With EU leaders set to meet Monday to try to seal a sixth Russia sanctions package that includes an oil embargo, Hungarian Prime Minister Viktor Orban has mounted his latest show of defiance.

The package proposed earlier this month by the European Commission, the bloc's executive arm, requires unanimous backing from all 27 EU member states.

But the combative Orban, elected for a fourth straight term last month, has described an embargo as  "a red line" and an  "atomic bomb" that would destroy the central European country's economy.
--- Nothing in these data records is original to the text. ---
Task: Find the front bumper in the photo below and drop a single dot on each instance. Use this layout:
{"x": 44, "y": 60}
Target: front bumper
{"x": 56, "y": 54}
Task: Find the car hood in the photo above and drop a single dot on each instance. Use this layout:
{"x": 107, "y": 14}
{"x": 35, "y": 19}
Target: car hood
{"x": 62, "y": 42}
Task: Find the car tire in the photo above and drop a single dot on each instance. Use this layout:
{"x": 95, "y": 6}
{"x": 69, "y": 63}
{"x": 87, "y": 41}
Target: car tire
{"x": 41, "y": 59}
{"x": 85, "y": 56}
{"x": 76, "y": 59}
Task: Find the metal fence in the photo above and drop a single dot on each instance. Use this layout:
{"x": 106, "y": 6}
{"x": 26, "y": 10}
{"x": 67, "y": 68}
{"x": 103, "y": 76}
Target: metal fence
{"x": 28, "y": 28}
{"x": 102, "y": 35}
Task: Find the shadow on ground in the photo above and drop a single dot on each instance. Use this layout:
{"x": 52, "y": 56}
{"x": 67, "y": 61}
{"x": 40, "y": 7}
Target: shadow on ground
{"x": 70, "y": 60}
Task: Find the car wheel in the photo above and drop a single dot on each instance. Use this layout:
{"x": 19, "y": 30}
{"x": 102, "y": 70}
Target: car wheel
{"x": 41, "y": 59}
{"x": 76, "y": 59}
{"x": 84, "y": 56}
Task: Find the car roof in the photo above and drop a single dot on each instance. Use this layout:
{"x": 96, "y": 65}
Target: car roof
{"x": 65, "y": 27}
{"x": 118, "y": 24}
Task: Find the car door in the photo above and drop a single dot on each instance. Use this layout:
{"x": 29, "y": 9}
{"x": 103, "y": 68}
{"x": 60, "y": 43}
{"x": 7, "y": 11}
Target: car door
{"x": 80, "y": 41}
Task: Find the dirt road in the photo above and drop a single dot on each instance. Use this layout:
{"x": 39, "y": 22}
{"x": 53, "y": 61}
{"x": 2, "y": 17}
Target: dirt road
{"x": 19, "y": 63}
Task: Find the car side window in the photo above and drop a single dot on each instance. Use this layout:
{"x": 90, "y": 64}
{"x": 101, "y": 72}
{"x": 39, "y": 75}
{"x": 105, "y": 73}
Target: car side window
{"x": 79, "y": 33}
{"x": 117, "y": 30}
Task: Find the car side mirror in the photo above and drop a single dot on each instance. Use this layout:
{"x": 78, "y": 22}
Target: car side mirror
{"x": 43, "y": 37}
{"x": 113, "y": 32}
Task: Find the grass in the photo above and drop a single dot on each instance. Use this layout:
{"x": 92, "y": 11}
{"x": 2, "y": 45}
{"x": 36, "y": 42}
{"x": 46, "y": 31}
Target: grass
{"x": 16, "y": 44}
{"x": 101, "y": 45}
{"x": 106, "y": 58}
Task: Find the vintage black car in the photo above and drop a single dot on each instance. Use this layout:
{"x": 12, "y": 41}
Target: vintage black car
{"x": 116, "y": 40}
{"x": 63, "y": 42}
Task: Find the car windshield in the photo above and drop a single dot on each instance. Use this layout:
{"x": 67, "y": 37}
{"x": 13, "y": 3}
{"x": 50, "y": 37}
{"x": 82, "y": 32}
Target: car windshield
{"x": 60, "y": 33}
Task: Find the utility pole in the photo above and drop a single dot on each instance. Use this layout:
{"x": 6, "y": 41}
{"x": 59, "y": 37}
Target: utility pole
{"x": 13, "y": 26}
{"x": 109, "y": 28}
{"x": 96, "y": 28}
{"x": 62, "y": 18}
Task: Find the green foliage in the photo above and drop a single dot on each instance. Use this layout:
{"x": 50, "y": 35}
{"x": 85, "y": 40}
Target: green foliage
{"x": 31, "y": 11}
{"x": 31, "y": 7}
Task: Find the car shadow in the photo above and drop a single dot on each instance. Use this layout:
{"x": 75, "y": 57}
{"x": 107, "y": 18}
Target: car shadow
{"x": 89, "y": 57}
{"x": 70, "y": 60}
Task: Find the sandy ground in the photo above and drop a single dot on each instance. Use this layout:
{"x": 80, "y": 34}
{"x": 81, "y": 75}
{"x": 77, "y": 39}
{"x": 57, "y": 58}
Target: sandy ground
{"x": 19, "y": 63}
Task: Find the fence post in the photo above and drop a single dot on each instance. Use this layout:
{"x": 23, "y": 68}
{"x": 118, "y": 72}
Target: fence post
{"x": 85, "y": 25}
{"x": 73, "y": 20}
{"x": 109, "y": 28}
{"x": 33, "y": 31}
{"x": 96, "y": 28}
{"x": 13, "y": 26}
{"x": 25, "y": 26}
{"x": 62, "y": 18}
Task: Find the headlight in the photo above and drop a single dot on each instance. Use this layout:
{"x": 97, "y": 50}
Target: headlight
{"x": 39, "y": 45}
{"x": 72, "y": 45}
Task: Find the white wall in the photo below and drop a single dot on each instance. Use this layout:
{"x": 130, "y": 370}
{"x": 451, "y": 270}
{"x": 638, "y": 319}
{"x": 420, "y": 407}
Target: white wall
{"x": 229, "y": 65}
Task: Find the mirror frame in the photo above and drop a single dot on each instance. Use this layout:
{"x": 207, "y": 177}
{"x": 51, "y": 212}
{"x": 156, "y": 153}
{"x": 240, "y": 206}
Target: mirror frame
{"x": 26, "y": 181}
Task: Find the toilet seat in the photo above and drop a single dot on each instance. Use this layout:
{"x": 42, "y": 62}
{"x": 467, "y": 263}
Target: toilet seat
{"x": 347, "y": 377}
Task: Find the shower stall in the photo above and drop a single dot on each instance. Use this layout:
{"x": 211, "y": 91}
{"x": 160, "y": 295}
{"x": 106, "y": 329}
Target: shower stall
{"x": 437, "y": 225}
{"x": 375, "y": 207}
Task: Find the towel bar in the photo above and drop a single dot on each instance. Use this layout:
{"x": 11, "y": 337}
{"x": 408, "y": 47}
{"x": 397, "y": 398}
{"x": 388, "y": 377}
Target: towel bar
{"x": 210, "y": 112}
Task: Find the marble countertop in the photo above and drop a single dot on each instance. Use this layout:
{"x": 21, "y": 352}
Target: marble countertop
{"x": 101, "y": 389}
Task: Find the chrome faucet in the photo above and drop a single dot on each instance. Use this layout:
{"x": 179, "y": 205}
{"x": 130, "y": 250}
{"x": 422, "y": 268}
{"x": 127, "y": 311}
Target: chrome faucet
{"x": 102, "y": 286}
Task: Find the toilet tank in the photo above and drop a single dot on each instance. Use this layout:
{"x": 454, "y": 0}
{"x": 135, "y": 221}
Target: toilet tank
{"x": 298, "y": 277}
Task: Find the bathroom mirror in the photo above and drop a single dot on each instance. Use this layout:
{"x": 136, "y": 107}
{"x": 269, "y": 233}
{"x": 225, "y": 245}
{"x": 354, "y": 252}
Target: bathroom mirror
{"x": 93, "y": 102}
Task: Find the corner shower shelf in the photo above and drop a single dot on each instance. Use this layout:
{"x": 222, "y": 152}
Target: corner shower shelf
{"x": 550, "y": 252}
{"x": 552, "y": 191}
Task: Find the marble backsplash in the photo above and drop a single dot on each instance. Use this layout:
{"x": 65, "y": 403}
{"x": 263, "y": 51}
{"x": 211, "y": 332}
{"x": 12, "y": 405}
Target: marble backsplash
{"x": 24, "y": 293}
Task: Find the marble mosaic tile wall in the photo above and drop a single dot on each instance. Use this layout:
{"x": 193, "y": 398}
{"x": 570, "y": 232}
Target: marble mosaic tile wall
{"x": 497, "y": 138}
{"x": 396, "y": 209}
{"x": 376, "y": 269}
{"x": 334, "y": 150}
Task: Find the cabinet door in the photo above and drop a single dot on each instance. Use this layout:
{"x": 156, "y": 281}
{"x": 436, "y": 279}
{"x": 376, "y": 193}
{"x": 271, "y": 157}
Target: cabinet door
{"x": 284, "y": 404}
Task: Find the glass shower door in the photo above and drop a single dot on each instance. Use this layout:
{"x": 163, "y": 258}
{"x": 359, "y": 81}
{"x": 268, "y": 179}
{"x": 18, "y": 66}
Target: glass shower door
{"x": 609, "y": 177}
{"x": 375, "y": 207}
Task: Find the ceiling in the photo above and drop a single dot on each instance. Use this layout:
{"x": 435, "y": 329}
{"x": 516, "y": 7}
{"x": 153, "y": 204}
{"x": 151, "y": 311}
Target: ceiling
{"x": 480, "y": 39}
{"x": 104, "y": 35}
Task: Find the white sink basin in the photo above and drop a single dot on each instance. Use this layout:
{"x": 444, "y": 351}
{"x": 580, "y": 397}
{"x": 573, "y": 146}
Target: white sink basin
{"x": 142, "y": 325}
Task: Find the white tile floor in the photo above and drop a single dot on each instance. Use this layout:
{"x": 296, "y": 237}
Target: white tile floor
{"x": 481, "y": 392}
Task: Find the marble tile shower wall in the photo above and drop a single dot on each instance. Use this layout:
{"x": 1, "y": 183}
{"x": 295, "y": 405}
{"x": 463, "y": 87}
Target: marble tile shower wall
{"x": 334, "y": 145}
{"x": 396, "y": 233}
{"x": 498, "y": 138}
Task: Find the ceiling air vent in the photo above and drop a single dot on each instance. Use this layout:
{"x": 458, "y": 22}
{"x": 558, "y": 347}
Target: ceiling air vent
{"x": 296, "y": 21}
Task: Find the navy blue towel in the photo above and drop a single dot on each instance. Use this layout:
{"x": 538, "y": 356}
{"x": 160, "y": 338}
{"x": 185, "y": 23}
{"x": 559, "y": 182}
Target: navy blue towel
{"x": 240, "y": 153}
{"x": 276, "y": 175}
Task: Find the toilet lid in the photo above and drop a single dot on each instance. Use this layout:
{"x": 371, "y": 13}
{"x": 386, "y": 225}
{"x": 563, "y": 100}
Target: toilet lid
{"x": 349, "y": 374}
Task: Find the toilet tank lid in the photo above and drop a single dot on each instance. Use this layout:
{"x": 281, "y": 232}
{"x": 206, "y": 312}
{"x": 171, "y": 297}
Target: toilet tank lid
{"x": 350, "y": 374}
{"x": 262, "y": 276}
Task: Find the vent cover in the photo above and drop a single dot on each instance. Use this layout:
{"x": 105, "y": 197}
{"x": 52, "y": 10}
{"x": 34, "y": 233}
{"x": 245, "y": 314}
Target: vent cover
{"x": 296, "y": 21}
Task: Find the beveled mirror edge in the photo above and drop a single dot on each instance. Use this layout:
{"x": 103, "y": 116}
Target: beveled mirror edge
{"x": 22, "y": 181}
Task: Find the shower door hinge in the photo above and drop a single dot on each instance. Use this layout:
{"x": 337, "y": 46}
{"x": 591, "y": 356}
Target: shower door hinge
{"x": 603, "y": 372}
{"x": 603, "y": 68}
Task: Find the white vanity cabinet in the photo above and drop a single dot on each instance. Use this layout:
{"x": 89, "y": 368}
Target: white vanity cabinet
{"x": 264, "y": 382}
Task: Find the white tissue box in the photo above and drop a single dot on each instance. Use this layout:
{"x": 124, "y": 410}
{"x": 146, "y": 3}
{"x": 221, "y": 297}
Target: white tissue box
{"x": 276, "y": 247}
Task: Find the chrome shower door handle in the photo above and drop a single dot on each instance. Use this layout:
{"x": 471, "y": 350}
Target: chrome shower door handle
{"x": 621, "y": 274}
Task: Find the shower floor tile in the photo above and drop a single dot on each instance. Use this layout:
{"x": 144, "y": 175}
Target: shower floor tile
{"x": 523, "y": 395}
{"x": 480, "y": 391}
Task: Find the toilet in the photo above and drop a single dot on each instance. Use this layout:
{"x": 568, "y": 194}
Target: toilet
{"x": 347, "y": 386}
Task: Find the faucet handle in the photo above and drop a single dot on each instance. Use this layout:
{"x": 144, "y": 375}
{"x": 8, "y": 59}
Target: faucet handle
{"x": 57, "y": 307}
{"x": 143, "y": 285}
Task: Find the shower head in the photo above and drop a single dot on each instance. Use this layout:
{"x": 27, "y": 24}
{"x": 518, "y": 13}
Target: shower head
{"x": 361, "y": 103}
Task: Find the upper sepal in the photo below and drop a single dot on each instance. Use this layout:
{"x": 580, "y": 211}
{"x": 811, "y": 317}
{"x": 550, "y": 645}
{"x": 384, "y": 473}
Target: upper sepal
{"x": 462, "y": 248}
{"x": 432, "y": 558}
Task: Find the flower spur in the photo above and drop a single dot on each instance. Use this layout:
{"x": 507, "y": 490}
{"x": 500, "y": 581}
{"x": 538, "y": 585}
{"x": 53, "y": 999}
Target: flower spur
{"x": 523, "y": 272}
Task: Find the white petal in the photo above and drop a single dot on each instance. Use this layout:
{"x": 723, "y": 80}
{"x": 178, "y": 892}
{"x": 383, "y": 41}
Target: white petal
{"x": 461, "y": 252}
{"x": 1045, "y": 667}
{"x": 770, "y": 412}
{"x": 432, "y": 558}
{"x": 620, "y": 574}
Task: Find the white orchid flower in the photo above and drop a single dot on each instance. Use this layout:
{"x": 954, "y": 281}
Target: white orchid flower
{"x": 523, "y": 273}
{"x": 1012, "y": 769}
Budapest -- which under Orban sought close ties to Moscow until the invasion of Ukraine -- insists a ban would spark recession, shortages and rocketing prices, and undermine Hungary's energy security.

In a letter last week, Orban told EU chief Charles Michel that bringing up the embargo at the leaders' summit would be pointless.

"Solutions must come before sanctions," said Orban, who has often been the odd-man-out in EU decision-making and currently is at loggerheads with the bloc over rule-of-law issues.

Orban has dismissed the EU's compromise offer of a short exemption of a few years, and insists that the package exempts imports through pipelines like the  "Druzhba" (Friendship) which delivers the Urals crude brand that meets around 65 percent of landlocked Hungary's oil demand.

Alternatively it wants a longer exemption and transition period of at least three and half to four years, and at least 800 million euros ($860 million) in EU funds to re-tool refineries for non-Russian crude oil processing and boost the capacity of a pipeline to neighbouring Croatia.

Faced with the stand-off, voices abroad, including German economy minister Robert Habeck, have called for the EU to launch the embargo regardless.